Music by Komitas opens conference at UN dedicated to genocide prevention

Music by Komitas opened a conference at the UN headquarters in New York. The event initiated by Armenia’s Permanent Mission to UN was dedicated to the prevention and raising awareness of genocide, the Voice of America reports.

“The Armenian nation passed through the horrors of genocide at the beginning of the 20th century. Therefore, Armenia has a special obligation to unite efforts to prevent genocide,” Armenia’s Permanent Representative to the UN Mher Margaryan said in his opening remarks.

 The genocide was preceded by events in which the rights and fundamental freedoms of the country’s most vulnerable groups were suppressed, Margaryan noted.
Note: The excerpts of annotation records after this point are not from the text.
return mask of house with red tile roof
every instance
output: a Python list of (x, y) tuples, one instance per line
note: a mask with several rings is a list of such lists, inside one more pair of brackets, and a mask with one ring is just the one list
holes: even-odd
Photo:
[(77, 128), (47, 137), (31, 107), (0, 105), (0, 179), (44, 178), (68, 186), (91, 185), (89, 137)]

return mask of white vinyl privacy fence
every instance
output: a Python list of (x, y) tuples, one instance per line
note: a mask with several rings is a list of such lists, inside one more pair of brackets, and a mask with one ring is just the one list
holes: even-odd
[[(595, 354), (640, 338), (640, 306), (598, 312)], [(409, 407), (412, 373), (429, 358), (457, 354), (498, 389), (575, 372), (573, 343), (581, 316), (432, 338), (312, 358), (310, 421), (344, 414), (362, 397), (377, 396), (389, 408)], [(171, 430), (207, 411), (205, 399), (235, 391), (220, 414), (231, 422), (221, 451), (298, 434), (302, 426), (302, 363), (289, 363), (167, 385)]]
Simon Adams,  Executive Director of the Global Center for the Responsibility to Protect , who hosted the conference, reminded that April 24, 2020 will mark the 105th anniversary of start of the “targeted killings of Armenians in the Ottoman Empire on April 24, 1915.”

“As a result of these actions more than one and a half million lives were destroyed. The United Kingdom, France, and Russia in May 1915 accused the Ottoman Empire of committing crimes against humanity – the first time that term was used to describe the extent of the atrocities,” he added.

In September 2015, the United Nations General Assembly established 9 December as the International Day of Commemoration and Dignity of the Victims of the Crime of Genocide and of the Prevention of this Crime at the initiative of Armenia.

The 9th of December is the anniversary of the adoption of the 1948 Convention on the Prevention and Punishment of the Crime of Genocide (the “Genocide Convention”). This year marks the 70th anniversary of the Convention.

The purpose of the day is to raise awareness of the Genocide Convention and its role in combating and preventing the crime of genocide, as defined in the Convention, and to commemorate and honor its victims.

In adopting the resolution, without a vote, the 193-member Assembly reiterated the responsibility of each individual State to protect its populations from genocide, which entails the prevention of such a crime, including incitement to it.